Con la restauración de la democracia en 1978, la situación no ha mejorado. Cientos de pueblos han desaparecido o están en vías de extinción y el índice de envejecimiento en los que todavía sobreviven es muy elevado por lo que el futuro para ellos no es nada halagüeño. Se podría justificar esta situación como un efecto negativo pero necesario de la modernidad, un peaje que se ha tenido que pagar para la conversión de España en un país moderno y avanzado. Para muchos, que observan la realidad del mundo rural desde la miopía de las grandes urbes, se trata de una cuestión de nostalgia. Para otros, que observamos esta realidad desde el conocimiento de vivir o haber vivido en estas comarcas, se trata de una cuestión de justicia. Todas las ciudadanas y ciudadanos de un país deben contar con unos derechos y oportunidades básicos para poder desarrollar su vida con normalidad pero es evidente que esto no se cumple en lo que algunos geógrafos han denominado la Laponia española por su bajísima densidad de población. Y aquí no sirve como pretexto apelar a las siempre socorridas razones climáticas u orográficas sino que hay que dirigir las miradas a la raíz del problema: la escasa o nula voluntad mostrada por la administración central y algunas administraciones autonómicas para dotar a estas comarcas de unos servicios mínimos: ambulatorios con atención primaria continua, escuelas e institutos, infraestructuras, medios de transporte públicos, conexión rápida de Internet, etc.

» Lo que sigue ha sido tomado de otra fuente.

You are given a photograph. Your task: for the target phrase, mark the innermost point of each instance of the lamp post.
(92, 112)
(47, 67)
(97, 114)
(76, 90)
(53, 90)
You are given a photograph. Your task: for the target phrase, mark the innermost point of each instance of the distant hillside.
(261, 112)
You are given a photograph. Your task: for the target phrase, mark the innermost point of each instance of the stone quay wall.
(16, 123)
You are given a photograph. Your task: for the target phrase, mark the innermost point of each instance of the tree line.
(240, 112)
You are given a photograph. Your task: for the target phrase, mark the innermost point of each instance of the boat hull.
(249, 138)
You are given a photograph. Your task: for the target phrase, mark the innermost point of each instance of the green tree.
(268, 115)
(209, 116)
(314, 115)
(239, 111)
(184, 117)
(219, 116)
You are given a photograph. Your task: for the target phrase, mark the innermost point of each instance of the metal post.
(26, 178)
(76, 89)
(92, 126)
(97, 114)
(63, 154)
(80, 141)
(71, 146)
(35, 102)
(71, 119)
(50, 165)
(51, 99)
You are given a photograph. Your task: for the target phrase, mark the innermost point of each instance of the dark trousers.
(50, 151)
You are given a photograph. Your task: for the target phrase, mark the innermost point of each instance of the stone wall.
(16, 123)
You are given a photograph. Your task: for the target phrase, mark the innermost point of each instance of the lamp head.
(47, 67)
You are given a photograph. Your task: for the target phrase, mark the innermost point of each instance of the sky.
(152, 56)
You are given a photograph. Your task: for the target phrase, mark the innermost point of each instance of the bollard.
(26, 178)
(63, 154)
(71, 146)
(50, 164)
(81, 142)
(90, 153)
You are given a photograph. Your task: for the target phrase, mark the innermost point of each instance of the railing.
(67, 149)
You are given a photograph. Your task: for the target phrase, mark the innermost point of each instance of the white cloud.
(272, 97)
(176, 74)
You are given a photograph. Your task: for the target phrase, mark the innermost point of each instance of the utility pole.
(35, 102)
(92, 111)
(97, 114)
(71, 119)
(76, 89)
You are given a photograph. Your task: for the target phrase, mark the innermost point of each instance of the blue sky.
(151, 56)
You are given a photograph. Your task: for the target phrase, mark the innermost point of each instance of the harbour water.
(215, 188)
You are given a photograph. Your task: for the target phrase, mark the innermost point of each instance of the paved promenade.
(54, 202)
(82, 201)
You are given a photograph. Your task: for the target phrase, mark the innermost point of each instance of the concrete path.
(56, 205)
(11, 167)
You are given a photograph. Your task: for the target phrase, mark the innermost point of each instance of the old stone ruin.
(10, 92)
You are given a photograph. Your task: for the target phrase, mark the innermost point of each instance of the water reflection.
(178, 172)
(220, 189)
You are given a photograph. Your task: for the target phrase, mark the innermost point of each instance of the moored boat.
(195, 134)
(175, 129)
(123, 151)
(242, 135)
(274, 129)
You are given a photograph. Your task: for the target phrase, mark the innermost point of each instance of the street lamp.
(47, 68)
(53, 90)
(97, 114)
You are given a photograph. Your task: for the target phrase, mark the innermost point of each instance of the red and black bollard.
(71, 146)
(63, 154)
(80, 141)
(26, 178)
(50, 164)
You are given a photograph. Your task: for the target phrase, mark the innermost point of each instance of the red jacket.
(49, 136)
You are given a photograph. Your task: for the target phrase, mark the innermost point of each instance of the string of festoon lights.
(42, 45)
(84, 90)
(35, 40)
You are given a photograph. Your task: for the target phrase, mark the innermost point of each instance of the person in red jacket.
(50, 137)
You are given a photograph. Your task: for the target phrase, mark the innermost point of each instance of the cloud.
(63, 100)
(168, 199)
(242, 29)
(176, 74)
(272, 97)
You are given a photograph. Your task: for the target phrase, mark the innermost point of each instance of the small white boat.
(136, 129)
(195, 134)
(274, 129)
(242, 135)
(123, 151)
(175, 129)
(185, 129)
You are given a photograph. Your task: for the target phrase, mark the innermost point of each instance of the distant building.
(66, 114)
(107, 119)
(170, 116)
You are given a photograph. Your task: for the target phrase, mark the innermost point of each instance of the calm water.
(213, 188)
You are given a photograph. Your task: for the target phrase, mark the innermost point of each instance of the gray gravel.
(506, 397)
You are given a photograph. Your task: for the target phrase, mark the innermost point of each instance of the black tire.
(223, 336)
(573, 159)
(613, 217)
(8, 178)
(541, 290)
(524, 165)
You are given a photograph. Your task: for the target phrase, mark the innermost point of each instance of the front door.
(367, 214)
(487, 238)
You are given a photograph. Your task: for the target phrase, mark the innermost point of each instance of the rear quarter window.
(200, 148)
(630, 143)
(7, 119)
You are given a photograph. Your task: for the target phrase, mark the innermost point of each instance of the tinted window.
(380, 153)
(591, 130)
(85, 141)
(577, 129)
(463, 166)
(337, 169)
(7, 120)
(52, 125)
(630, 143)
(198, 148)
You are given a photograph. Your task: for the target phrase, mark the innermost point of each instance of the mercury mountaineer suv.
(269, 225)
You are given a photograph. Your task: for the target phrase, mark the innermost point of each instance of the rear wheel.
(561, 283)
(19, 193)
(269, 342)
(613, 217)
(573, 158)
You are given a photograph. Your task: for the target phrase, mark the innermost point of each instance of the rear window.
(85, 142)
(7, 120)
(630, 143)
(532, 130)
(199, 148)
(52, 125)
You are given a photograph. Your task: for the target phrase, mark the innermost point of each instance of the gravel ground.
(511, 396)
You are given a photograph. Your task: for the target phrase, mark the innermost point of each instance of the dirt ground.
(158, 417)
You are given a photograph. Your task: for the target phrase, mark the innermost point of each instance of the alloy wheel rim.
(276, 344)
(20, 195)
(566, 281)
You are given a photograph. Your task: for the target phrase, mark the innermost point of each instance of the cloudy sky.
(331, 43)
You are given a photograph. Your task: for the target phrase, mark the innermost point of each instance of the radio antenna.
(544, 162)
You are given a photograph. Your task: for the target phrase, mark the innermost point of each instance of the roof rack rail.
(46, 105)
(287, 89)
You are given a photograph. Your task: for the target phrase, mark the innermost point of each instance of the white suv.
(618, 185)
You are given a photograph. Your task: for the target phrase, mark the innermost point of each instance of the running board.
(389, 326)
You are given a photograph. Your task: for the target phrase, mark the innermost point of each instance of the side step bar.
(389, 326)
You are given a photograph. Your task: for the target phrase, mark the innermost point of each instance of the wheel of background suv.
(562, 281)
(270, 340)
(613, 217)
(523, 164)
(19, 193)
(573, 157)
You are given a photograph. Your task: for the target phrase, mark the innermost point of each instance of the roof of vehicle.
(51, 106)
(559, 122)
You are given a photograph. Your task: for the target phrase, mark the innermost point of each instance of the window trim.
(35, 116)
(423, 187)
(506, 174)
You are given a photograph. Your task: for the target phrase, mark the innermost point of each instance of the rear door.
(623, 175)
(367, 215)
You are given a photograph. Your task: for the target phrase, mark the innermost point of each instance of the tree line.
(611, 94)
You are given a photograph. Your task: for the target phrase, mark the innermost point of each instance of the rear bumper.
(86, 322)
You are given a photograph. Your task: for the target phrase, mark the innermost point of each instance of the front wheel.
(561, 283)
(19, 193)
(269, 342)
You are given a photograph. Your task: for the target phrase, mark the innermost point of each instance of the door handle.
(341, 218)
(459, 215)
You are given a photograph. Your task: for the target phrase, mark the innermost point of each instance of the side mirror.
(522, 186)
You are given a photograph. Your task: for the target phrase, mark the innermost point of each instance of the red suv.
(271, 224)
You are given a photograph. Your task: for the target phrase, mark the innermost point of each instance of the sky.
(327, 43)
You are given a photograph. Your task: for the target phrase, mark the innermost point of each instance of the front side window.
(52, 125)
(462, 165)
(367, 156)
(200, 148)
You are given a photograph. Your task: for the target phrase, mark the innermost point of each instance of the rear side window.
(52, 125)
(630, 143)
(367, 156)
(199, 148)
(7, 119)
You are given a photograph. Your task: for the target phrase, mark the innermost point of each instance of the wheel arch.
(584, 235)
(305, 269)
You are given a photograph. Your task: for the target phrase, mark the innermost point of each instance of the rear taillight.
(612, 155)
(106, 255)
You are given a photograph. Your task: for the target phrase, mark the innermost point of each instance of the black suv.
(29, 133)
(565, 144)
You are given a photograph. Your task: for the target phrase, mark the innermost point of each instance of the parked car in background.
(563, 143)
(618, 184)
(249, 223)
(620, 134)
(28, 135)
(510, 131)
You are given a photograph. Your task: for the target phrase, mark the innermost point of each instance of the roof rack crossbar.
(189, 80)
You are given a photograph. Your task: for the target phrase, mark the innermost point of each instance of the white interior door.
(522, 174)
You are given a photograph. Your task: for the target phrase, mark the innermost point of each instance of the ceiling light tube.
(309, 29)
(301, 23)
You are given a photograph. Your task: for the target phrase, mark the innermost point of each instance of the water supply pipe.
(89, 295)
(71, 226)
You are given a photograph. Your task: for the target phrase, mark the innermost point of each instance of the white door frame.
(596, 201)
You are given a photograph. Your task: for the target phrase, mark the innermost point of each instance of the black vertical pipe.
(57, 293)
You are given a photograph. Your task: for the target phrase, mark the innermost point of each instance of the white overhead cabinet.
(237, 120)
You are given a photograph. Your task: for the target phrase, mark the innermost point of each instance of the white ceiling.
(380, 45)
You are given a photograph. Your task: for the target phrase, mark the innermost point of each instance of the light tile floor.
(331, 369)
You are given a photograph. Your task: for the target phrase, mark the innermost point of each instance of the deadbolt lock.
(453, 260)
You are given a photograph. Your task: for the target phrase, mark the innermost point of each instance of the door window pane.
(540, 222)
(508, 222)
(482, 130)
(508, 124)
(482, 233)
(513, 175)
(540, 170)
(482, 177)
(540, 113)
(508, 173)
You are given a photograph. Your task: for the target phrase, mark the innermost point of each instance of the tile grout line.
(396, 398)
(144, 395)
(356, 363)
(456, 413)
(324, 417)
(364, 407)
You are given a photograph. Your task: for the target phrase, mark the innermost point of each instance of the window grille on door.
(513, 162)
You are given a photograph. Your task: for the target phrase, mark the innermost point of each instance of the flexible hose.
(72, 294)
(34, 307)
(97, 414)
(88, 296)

Pero impedir que muera el campo español no es solo una cuestión de justicia, es también una cuestión de futuro. Los efectos de la superpoblación en las grandes ciudades resultan cada vez más visibles y nocivos para los habitantes que las habitan: contaminación, masificación de los servicios públicos, escasez de vivienda, aumento del tráfico, etc. Promover desde los gobiernos central y autonómicos medidas que incentiven la actividad económica en el medio rural y, por tanto, el trasvase de población a estas comarcas no solo resultaría beneficiosa para ellas mismas sino que también contribuirían a aliviar muchos de los problemas de las áreas urbanas.

Facilitarían, además, la transición hacia un modelo económico más sostenible y que podría luchar con más garantías frente al cambio climático.

Las próximas elecciones generales constituyen, de nuevo, una oportunidad para hacer realidad las reivindicaciones de una España vaciada cada vez más cansada de escuchar promesas que nunca se cumplen. Pero en esta ocasión, hay un elemento novedoso. Según los sondeos de las encuestas electorales y la opinión de varios analistas políticos, los escaños de las provincias con menor población van a resultar decisivos en las elecciones del 28 de abril. En ese sentido, bien harían los partidos de izquierda en escuchar y tomarse muy en serio las demandas que se oirán en la manifestación del próximo domingo. Deben ser capaces de conectar con el electorado de la España vaciada y añadir en sus propuestas para reducir o acabar con las diferencias de género o de riqueza las que se derivan de vivir en el campo o en grandes ciudades. Podría ser, quizá, la última oportunidad de impedir que este electorado, descontento y frustrado con la clase política, se muestre mayoritariamente receptivo a los cantos de sirena de una derecha autoritaria y uniformista que apela a las supuestas tradiciones inmemoriales del mundo rural, como la caza o la tauromaquia, para esconder su falta de alternativas de futuro para la España vaciada.